Ja, Hijzelf schonk mij betrouwbare kennis der dingen, Om de bouw van het heelal en de kracht der elementen te kennen:
Hij zelf immers heeft mij gegeven betrouwbare kennis van wat er bestaat, zodat ik de bouw ken van het heelal en de kracht van de elementen,
Het begin, het einde en het midden der tijden, Het wenden van de zonnestand, en de wisseling van de jaargetijden,
het begin en het eind en het midden der tijden, de wisseling van de zonnewenden en de opeenvolging van de seizoenen,
De kringloop der jaren en de stand van de sterren.
de kringloop der jaren en de standen der sterren,
De natuur van de dieren en de aard der wilde beesten, De macht van de geesten en de gedachten der mensen, De soorten van planten en de krachten der wortels:
de geaardheden van de dieren en de instincten van de wilde beesten, de macht van de geesten en de gedachten van de mensen, de verschillen tussen de planten en de krachten van de wortels.
Verborgen of zichtbaar, ik heb alles leren kennen, Want de wijsheid, die alles maakte, leerde het mij.
Al wat verborgen en al wat zichtbaar is heb ik leren kennen, want de wijsheid, de maakster van alles, heeft mij onderricht.
Want in haar is een geest, verstandig en heilig, Enig, veelzijdig, onstoffelijk, Vaardig, doordringend en smetteloos, Helder, onkwetsbaar, bedacht op het goede, scherp, Onweerstaanbaar, weldadig, menslievend.
In haar immers is een geest, die verstandig is, heilig, enig, veelzijdig, subtiel, beweeglijk, doordringend, smetteloos, helder, onkwetsbaar, bedacht op het goede, scherpzinnig,
Standvastig, betrouwbaar, zonder zorgen, Alles vermogend en alles besturend, Al de andere geesten doordringend, Hoe verstandig, rein en scherpzinnig zij ook zijn.
onweerstaanbaar, weldadig, menslievend, standvastig, onwankelbaar, onbekommerd, alles vermogend, alles overziende, alle geesten doordringend, hoe verstandig, zuiver en subtiel ze ook zijn.

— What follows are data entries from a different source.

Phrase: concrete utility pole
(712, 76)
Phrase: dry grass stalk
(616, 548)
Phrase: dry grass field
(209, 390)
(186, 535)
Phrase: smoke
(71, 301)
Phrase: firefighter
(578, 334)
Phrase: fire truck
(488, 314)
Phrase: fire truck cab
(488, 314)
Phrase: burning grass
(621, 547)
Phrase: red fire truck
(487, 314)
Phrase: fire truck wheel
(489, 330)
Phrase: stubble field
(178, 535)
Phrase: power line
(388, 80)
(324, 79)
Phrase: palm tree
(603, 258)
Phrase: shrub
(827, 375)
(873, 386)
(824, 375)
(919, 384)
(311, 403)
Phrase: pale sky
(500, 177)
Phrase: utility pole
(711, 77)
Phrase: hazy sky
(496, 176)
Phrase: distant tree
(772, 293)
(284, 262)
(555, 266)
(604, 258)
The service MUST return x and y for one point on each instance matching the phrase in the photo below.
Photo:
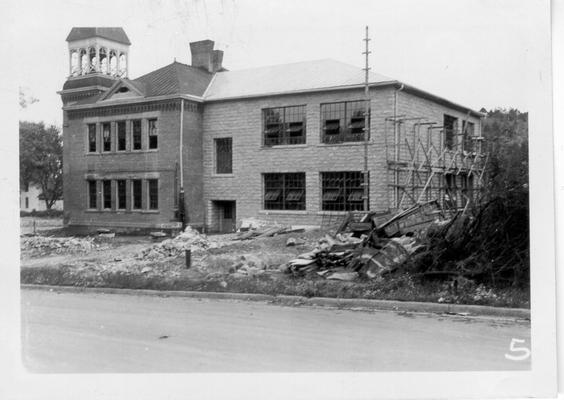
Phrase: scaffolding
(429, 161)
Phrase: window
(107, 194)
(121, 136)
(153, 194)
(136, 134)
(284, 125)
(136, 193)
(106, 137)
(223, 156)
(92, 138)
(343, 122)
(468, 134)
(92, 195)
(153, 138)
(342, 191)
(449, 126)
(121, 196)
(284, 191)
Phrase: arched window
(122, 65)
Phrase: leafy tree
(41, 160)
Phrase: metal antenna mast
(366, 122)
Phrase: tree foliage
(41, 160)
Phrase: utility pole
(366, 122)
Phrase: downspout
(181, 209)
(396, 146)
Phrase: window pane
(136, 134)
(136, 191)
(106, 137)
(121, 194)
(107, 193)
(153, 137)
(224, 156)
(121, 135)
(153, 194)
(92, 138)
(92, 194)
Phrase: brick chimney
(204, 56)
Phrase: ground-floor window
(342, 191)
(284, 191)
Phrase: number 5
(525, 352)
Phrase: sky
(478, 53)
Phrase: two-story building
(201, 144)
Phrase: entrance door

Want de wijsheid is sneller dan al wat beweegt, Zij doordringt en doortrekt alles door de kracht van haar reinheid.
Want de wijsheid is beweeglijker dan alle beweging; zij doordringt en doortrekt alles door de kracht van haar zuiverheid.
Want zij is een ademtocht van de Majesteit Gods, Een reine uitstraling van de glorie van den Almachtige; Daarom kan niets, wat besmet is, haar raken.
Want zij is de ademtocht van Gods kracht en de pure afstraling van de heerlijkheid van de Almachtige: daarom wordt zij niet aangetast door iets dat bezoedeld is.
Zij is de weerglans van het eeuwige licht, Een vlekkeloze spiegel van Gods kracht, Het beeld van zijn volmaaktheid.
Zij is de afglans van het eeuwig licht, de onbeslagen spiegel van Gods werkzaamheid en het beeld van zijn goedheid.
Zij is slechts één, maar kan alles, Blijft zelf steeds dezelfde, terwijl ze alles vernieuwt; Van geslacht tot geslacht treedt zij binnen in heilige zielen, En vormt ze tot vrienden Gods en profeten.
Hoewel zij één is, vermag zij alles; hoewel zij in zichzelf blijft, vernieuwt zij alles; van geslacht tot geslacht treedt zij binnen in heilige zielen en maakt hen tot vrienden van God en tot profeten.
Want God heeft hen alleen lief, Die met de wijsheid vertrouwd zijn.
Want God bemint alleen diegene die met de wijsheid samenwoont.
Zij is schoner dan de zon en heel het leger der sterren, Met het licht vergeleken, is de voorrang aan haar; Want op het licht volgt de nacht, Maar de wijsheid wordt nooit door de boosheid verwonnen.
Want zij is schoner dan de zon en overtreft de hele sterrenhemel. Met het daglicht vergeleken blijkt zij de meerdere te zijn,
Niet beschikbaar in deze vertaling
want het daglicht wordt afgelost door de nacht, maar de wijsheid wordt niet overmeesterd door de boosheid.